The south pole of the moon is one of the coldest regions in our solar system. No previous mission to the surface of the moon has explored it - until now scientists have explored the area using remote sensing instruments, in 2023 NASA will launch a robotic vehicle that will explore the area on the ground

Illustration of NASA's Viper robot on the surface of the Moon. Credit: NASA Ames/Daniel Rutter
Illustration of NASA's Viper robot on the surface of the moon. . Credit: NASA Ames/Daniel Rutter

In 2023, NASA's Viper robot will land near the western edge of Nobel Crater at the moon's south pole to map and explore the surface and subsurface in search of water and other resources. Viper, which is part of Artemis, will be launched on Space X's Falcon-Heavy rocket and brought to the moon by Astrobotics' Griffin lander as part of NASA's Commercial Lunar Landing Services initiative. 

The south pole of the moon is one of the coldest regions in our solar system. No previous mission to the surface of the Moon has studied it - until now scientists have studied the area using remote sensing instruments, including the Lunar Survey Compass and NASA's Lunar Crater Observation and Sensing Satellite.

Data visualization showing the mountainous region west of Nobile Crater and the smaller craters that dot its rim at the moon's south pole. In the area there are areas that are in constant shade, and also areas that are bathed in sunlight most of the time. The surface in the region of Novel is most suitable for the Viper robot in terms of navigation, communication and characterizing water and other potential resources. Photo: NASA
Data visualization showing the mountainous region west of Nobile Crater and the smaller craters that dot its rim at the moon's south pole. In the area there are areas that are in constant shade, and also areas that are bathed in sunlight most of the time. The surface in the region of Novel is most suitable for the Viper robot in terms of navigation, communication and characterizing water and other potential resources. Photo: NASA

Data from these and other missions have helped scientists conclude that ice and other potential resources exist in regions of the moon that are in permanent shadow, near the poles. After an extensive landing site selection process, the mountainous area west of Noviel Crater was chosen as the Viper landing site because of the surface accessible to the robot and a set of nearby sites of scientific interest, including areas in permanent shadow.

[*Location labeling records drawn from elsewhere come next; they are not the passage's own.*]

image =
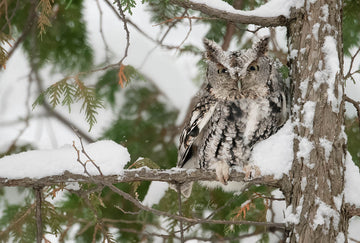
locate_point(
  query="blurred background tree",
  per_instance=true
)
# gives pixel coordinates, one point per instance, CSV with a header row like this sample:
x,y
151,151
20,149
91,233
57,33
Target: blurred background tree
x,y
54,37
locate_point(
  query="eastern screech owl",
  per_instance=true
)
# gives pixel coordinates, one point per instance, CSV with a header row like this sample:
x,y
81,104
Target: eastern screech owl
x,y
241,102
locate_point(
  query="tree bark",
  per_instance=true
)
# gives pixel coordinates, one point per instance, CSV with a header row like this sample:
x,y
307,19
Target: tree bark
x,y
315,201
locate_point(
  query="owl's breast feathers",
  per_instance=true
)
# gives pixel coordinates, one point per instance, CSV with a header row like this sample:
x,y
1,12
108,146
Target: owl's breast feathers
x,y
228,129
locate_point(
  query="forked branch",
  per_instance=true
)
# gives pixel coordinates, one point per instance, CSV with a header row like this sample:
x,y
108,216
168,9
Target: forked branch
x,y
233,17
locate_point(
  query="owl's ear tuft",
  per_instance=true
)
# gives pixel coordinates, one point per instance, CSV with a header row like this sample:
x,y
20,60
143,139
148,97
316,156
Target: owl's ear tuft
x,y
213,51
261,47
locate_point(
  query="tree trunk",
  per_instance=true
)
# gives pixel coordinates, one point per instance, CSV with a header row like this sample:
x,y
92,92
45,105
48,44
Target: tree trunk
x,y
315,201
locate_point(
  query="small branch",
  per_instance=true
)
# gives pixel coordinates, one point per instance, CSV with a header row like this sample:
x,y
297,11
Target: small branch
x,y
51,111
181,218
232,17
39,224
26,120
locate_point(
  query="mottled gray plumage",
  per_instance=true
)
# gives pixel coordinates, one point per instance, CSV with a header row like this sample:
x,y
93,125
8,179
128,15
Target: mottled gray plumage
x,y
241,102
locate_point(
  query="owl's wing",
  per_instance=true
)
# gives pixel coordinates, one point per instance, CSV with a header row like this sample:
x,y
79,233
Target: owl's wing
x,y
193,130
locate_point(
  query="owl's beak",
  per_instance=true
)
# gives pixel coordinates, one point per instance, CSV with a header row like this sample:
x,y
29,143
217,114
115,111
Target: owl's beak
x,y
239,84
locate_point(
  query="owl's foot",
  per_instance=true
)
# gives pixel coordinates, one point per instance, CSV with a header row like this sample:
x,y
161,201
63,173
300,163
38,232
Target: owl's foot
x,y
251,171
222,172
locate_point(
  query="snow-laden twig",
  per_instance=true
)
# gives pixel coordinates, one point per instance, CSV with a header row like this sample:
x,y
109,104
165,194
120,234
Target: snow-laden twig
x,y
280,20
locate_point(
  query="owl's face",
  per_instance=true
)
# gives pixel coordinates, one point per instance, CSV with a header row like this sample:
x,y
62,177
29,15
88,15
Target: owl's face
x,y
248,72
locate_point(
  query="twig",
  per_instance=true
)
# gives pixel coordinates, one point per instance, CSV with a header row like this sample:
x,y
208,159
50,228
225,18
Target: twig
x,y
85,153
141,174
39,225
27,29
187,34
178,189
181,218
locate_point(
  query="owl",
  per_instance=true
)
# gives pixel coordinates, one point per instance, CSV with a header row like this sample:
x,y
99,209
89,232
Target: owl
x,y
241,102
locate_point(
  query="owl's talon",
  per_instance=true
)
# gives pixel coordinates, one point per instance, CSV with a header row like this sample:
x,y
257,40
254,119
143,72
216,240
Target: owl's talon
x,y
222,172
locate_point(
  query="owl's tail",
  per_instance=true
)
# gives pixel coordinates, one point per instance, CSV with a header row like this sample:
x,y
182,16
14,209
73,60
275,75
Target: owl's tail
x,y
185,188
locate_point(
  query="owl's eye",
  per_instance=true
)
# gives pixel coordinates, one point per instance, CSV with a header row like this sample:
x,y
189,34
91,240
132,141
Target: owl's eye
x,y
253,67
222,70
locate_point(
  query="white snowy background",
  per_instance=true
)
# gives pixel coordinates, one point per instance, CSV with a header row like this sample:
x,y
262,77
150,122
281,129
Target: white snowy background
x,y
172,73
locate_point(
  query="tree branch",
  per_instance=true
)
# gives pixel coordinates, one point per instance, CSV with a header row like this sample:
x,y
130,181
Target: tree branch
x,y
141,174
352,210
232,17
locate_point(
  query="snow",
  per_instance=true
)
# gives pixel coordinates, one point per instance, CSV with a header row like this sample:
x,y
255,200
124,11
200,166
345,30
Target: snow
x,y
354,226
305,147
274,155
325,13
108,155
156,191
324,215
272,8
352,182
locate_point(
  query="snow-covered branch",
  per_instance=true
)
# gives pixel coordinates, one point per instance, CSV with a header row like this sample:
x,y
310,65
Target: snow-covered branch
x,y
141,174
230,14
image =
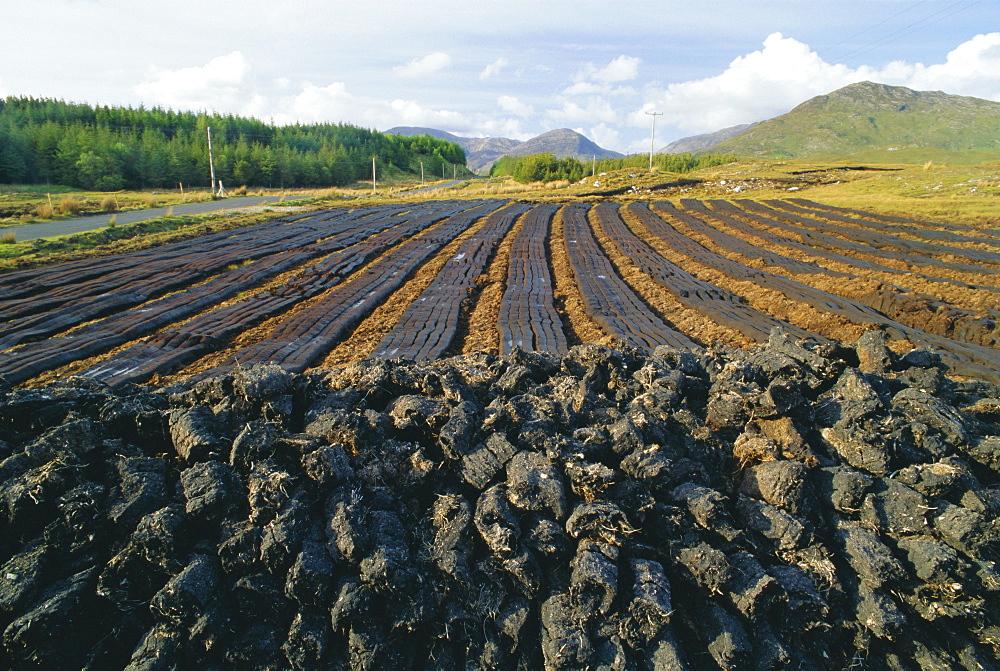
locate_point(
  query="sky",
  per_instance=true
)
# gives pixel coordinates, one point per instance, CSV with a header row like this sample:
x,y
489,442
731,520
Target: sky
x,y
510,69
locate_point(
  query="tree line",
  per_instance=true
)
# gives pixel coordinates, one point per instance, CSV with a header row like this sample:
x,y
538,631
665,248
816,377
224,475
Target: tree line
x,y
545,167
47,141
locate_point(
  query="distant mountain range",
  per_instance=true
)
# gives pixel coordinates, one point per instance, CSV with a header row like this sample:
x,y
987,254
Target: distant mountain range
x,y
877,121
694,143
482,152
867,121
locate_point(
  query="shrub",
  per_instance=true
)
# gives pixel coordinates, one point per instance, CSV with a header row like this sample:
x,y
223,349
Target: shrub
x,y
69,206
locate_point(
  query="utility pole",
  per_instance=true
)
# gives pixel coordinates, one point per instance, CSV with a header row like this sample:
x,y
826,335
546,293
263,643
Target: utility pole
x,y
652,134
211,163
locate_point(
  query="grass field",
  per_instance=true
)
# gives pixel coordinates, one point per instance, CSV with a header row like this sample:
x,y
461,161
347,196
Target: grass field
x,y
948,192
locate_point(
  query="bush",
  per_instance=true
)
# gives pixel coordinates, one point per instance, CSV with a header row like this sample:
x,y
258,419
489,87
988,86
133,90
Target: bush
x,y
69,206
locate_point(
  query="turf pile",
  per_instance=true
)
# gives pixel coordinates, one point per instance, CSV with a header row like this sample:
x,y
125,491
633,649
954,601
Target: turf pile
x,y
794,505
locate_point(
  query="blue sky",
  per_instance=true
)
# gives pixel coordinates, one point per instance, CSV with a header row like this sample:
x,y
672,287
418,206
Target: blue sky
x,y
513,69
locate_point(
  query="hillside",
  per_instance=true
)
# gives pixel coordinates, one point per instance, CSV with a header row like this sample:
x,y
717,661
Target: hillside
x,y
103,148
694,143
562,143
889,122
482,152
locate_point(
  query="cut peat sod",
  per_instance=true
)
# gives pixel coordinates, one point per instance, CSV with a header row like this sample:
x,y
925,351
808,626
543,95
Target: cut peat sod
x,y
790,506
666,495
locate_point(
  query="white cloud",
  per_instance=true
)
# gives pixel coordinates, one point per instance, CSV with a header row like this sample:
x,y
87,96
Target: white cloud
x,y
422,67
620,69
225,83
515,106
493,68
969,69
786,72
596,109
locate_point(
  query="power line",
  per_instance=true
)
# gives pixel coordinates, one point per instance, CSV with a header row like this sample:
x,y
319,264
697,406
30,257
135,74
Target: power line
x,y
873,26
916,26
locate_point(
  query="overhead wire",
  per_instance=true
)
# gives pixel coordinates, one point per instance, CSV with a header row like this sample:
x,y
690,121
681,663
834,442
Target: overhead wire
x,y
916,26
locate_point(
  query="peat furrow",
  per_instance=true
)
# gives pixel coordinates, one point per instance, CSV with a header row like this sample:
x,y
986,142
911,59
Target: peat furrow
x,y
929,233
906,306
607,299
168,350
720,305
428,327
29,360
702,223
875,216
963,358
44,314
878,244
38,289
528,318
778,508
728,214
302,340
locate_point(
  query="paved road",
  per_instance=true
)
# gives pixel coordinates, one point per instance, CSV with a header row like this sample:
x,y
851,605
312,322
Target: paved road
x,y
51,229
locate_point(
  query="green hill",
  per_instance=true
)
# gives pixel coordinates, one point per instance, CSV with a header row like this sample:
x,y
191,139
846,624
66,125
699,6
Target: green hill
x,y
877,122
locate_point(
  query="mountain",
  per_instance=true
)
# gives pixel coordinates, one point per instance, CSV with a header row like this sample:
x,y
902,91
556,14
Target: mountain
x,y
689,145
562,143
482,152
889,122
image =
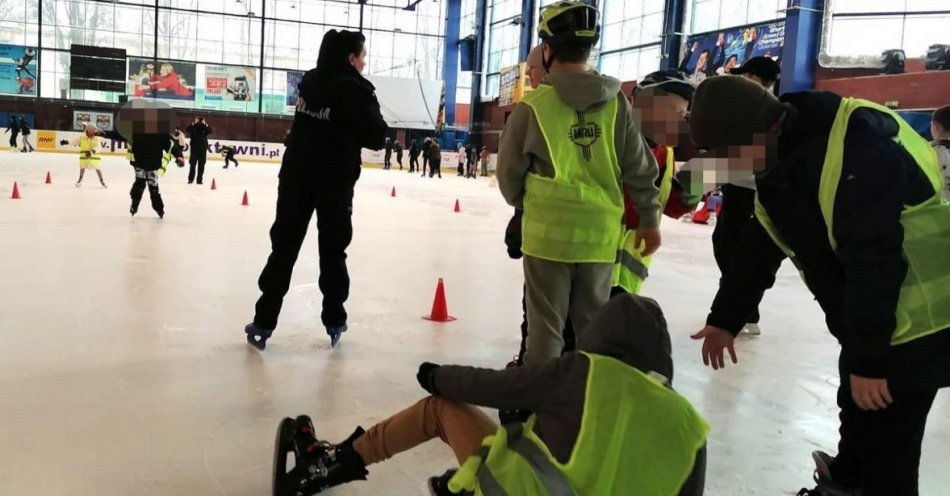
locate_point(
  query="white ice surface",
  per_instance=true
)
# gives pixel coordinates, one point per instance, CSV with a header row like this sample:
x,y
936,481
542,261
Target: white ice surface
x,y
123,366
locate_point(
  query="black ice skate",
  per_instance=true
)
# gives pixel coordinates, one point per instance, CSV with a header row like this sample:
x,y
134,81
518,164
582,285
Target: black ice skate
x,y
827,486
317,465
257,336
335,333
439,486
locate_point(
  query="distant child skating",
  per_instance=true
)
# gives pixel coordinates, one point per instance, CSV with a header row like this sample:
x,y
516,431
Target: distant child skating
x,y
178,147
435,159
462,155
227,151
89,157
484,161
25,132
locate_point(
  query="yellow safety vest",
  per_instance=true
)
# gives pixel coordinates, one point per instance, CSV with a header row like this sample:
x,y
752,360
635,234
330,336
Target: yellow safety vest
x,y
923,307
637,437
575,216
87,144
166,156
632,268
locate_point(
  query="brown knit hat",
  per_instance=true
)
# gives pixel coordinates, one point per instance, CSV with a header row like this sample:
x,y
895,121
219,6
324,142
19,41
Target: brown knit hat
x,y
728,110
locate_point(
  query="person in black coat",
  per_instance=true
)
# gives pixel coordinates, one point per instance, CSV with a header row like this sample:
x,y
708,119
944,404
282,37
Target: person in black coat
x,y
886,390
198,131
397,147
14,129
388,157
25,131
336,115
414,151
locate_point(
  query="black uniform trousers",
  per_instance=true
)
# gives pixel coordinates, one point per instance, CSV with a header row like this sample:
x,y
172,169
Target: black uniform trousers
x,y
738,207
197,160
295,208
879,451
149,178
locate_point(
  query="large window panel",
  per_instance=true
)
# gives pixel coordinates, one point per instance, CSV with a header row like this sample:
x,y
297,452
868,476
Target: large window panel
x,y
856,32
132,29
54,72
712,15
310,38
281,42
242,41
18,33
178,35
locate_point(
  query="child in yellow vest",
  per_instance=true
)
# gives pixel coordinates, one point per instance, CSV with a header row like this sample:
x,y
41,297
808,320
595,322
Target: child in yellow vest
x,y
607,418
89,157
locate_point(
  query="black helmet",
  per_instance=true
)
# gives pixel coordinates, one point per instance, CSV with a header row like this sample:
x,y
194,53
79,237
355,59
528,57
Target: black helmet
x,y
569,22
670,81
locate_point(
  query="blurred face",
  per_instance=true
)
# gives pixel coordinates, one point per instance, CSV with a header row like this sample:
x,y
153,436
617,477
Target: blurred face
x,y
701,61
662,118
757,79
936,130
358,63
537,74
730,163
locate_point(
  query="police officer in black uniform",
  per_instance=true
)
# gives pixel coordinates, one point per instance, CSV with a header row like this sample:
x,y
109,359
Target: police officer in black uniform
x,y
337,115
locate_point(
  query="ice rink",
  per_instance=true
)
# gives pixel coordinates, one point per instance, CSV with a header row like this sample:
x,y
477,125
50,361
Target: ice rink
x,y
124,369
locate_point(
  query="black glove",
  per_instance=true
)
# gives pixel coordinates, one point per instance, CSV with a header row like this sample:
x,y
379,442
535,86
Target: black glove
x,y
426,377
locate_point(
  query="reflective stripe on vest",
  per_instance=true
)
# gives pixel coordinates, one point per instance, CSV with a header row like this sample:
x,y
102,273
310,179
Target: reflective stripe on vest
x,y
636,437
923,307
575,216
87,144
632,269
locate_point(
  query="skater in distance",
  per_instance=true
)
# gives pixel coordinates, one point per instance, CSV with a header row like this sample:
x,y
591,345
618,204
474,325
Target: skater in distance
x,y
606,422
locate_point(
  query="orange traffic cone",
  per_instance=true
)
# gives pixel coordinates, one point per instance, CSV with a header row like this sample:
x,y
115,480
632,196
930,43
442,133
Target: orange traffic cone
x,y
440,311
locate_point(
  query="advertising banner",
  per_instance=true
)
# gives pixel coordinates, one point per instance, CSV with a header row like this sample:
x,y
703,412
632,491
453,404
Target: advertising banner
x,y
293,79
228,82
102,120
716,53
161,79
18,69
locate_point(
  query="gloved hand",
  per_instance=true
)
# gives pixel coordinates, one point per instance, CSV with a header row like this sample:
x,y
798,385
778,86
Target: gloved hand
x,y
426,377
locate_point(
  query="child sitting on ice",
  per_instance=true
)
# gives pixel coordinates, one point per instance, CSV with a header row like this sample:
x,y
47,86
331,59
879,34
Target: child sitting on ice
x,y
606,422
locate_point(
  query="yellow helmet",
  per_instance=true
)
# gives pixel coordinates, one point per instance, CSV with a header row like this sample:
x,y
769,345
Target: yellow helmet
x,y
570,22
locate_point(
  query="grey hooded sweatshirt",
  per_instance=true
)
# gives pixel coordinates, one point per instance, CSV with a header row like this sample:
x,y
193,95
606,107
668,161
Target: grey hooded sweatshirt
x,y
629,328
523,148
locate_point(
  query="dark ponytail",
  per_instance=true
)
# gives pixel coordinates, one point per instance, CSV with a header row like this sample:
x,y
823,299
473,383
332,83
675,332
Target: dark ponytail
x,y
336,48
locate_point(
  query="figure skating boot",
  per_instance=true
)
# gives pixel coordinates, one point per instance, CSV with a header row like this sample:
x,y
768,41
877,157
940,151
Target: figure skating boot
x,y
826,485
318,465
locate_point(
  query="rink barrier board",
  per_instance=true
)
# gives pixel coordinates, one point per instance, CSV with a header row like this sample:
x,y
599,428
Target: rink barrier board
x,y
250,151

"Once on the surface of the Moon, Viper will provide ground-truth measurements of the presence of water and other resources on the Moon's south pole, and the areas around Neuville Crater are the most promising in this scientific search," said Thomas Zerbaken, NASA's Deputy Administrator for Science at Headquarters. "The data Wiper will return will provide lunar scientists around the world with further insights into the cosmic origin, evolution and history of our Moon, and will also help inform future Artemis missions to the Moon and beyond by allowing us to better understand the lunar environment in these previously unexplored, distant regions hundreds of thousands of kilometers".

Neuville Crater is an impact crater formed by a collision with another smaller celestial object, and is in almost constant shadow, allowing ice to exist there. Smaller, more accessible craters around Nobile's perimeter are also ideal sites for a Viper to explore in search of ice and other resources.

"Choosing the Vaper landing site is an exciting and important decision for all of us," said Daniel Andrews, Vaper project manager. "Years of research have gone into evaluating the polar region that Wiper will explore. Vaper travels to an unknown land - with information from science - to test assumptions and uncover critical information for humanity's future space exploration."